Treatment algorithm

Please note that formulations/routes and doses may differ between drug names and brands, drug formularies, or locations. Treatment recommendations are specific to patient groups: see disclaimer

ACUTE

non-proliferative diabetic retinopathy

Back
1st line – 

observation

Non-proliferative diabetic retinopathy (NPDR) with no diabetic macular oedema or non-centre-involving diabetic macular oedema requires surveillance only.

Patients should be advised to consult their physician to achieve adequate hypertensive, glycaemic, and lipid control.

Back
1st line – 

observation

Centre-involving diabetic macular oedema with good vision (visual acuity better than 6/9) responds equally well to macular laser therapy, intravitreal aflibercept injection, and observation.[92]

Therefore, observation without treatment is reasonable in these patients unless visual acuity becomes worse.[92]

Back
1st line – 

intravitreal anti-VEGF therapy

Centre-involving diabetic macular oedema with vision ≥6/9 and <6/18 responds equally well to intravitreal anti-vascular endothelial growth factor (anti-VEGF) injection (aflibercept, ranibizumab, or bevacizumab). Visual acuity was found to improve approximately 1.4 times, on average.[35]

If the patient responds to anti-VEGF therapy, then it should be continued according to regimen, visual acuity, and optical coherence tomography findings.

Intravitreal aflibercept (as-needed, and as fixed loading doses followed by regular injection every two months) has been shown to be effective in patients with diabetic macular oedema.[35][100][107][108][109]​​​​

Faricimab, a bispecific angiopoietin-2 and VEGF inhibitor, was non-inferior to aflibercept (mean change in best-corrected visual acuity at 1 year) in phase 3 randomised trials of patients with diabetic macular oedema.[110]​ Incidence of ocular adverse events was comparable.

One systematic review and network meta-analysis found that faricimab, used in a treat and extend protocol for diabetic macular oedema with intervals up to every 16 weeks, was associated with a statistically greater increase in mean change in best-corrected visual acuity compared with flexible regimens of ranibizumab and bevacizumab.[111]​ The analyses indicated that the faricimab treat and extend protocol decreased retinal thickness compared with other flexible dosing regimens (aflibercept, ranibizumab, bevacizumab, dexamethasone and laser therapy). Faricimab injection frequency was numerically lower versus other treatments using a flexible dosing regimen.[111]

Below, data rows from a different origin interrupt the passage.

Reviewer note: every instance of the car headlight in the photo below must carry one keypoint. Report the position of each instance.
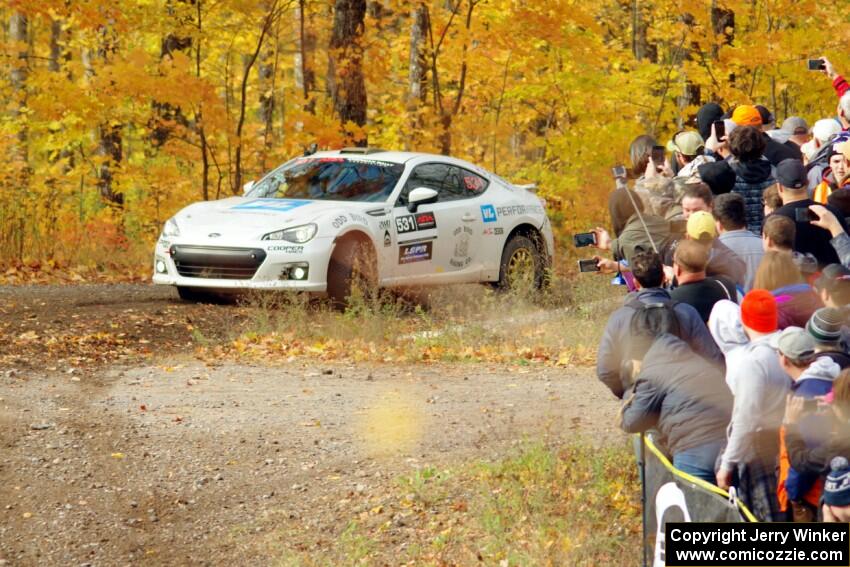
(171, 228)
(297, 234)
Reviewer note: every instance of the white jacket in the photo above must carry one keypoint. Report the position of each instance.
(759, 386)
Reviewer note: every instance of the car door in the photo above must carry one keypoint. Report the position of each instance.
(440, 242)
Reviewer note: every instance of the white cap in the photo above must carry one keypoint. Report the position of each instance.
(825, 129)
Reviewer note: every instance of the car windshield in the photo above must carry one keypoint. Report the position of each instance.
(330, 179)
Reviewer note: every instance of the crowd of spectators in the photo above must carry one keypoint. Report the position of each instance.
(733, 348)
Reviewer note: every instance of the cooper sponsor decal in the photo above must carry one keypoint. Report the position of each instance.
(488, 213)
(515, 210)
(274, 205)
(461, 257)
(419, 252)
(287, 249)
(412, 223)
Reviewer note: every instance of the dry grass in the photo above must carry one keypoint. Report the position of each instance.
(571, 505)
(463, 323)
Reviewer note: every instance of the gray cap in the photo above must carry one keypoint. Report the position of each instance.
(795, 125)
(795, 343)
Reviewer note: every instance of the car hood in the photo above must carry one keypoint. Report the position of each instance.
(246, 217)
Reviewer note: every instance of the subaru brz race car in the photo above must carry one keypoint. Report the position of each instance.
(320, 222)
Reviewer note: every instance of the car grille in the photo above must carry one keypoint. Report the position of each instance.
(217, 263)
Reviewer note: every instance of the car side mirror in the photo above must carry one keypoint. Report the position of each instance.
(420, 196)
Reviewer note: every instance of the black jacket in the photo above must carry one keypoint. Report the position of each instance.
(775, 151)
(751, 179)
(682, 395)
(815, 459)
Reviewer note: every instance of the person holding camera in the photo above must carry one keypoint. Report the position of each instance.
(811, 377)
(833, 441)
(617, 350)
(758, 386)
(809, 238)
(678, 393)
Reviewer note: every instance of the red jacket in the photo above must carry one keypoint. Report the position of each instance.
(840, 85)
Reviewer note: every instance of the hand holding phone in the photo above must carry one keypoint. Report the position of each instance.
(803, 214)
(719, 129)
(583, 239)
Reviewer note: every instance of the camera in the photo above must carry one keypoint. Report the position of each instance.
(803, 214)
(816, 65)
(584, 239)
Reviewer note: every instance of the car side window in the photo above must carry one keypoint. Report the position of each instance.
(450, 182)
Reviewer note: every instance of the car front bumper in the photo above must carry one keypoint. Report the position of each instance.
(243, 266)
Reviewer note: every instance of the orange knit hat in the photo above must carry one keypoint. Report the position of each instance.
(746, 115)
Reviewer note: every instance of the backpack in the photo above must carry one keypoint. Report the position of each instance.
(648, 321)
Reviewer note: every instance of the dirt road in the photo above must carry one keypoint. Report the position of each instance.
(150, 456)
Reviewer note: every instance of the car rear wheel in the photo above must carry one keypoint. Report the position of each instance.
(522, 267)
(352, 272)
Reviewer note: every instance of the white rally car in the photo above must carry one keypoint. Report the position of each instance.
(318, 222)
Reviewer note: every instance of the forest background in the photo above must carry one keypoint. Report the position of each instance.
(117, 114)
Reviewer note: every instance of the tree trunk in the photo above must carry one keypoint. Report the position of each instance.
(417, 78)
(418, 67)
(248, 63)
(305, 77)
(346, 83)
(165, 115)
(18, 34)
(108, 133)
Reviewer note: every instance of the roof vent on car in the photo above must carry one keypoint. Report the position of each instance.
(361, 151)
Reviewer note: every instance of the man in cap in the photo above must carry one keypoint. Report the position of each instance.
(688, 149)
(718, 175)
(828, 221)
(809, 239)
(702, 228)
(807, 457)
(823, 132)
(837, 175)
(827, 328)
(796, 129)
(730, 215)
(775, 152)
(811, 378)
(694, 287)
(836, 492)
(759, 386)
(833, 286)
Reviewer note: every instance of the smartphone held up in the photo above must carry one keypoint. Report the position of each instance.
(583, 239)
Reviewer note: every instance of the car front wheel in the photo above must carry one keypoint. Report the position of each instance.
(352, 270)
(522, 267)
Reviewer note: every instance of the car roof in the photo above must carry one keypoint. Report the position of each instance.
(383, 155)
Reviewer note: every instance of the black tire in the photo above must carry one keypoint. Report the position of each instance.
(353, 266)
(522, 268)
(194, 294)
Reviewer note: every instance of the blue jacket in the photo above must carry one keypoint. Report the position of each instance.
(614, 346)
(682, 395)
(815, 382)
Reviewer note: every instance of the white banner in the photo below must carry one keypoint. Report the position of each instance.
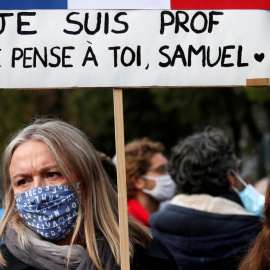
(133, 48)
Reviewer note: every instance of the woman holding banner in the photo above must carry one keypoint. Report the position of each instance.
(61, 209)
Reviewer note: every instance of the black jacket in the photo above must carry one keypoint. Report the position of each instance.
(203, 240)
(157, 257)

The principal ocular complication of any intravitreal anti-VEGF injection is endophthalmitis, intraocular infection, which without prompt treatment may lead to loss of sight. It occurs following approximately 0.5% of injections.[94]

There is no definite evidence of systemic adverse effects with intravitreal anti-VEGF injection.

Primary options

aflibercept intravitreal: 2 mg intravitreally into the affected eye(s) every 4 weeks for 5 doses, followed by 2 mg every 8 weeks

More

OR

ranibizumab intravitreal: 0.3 mg intravitreally into the affected eye(s) once monthly

OR

bevacizumab: 1.25 mg intravitreally into the affected eye(s) once monthly

OR

faricimab intravitreal: 6 mg intravitreally into the affected eye(s) once monthly for at least 4 doses, then adjust dose interval based on response; or 6 mg intravitreally into the affected eye(s) once monthly for 6 doses, followed by 6 mg every 8 weeks for 28 weeks

Back
1st line – 

intravitreal anti-VEGF therapy

Centre-involving diabetic macular oedema with visual acuity ≥6/18 and <6/96 responded better to intravitreal aflibercept injection than to ranibizumab or bevacizumab at 1 year. At 2 years, ranibizumab and aflibercept were superior to bevacizumab, and were equally effective. Considering its area-under-the-curve superiority over ranibizumab, aflibercept is the drug of choice in this patient group. Visual acuity improved on average 1.8 times from baseline to 2 years.[93]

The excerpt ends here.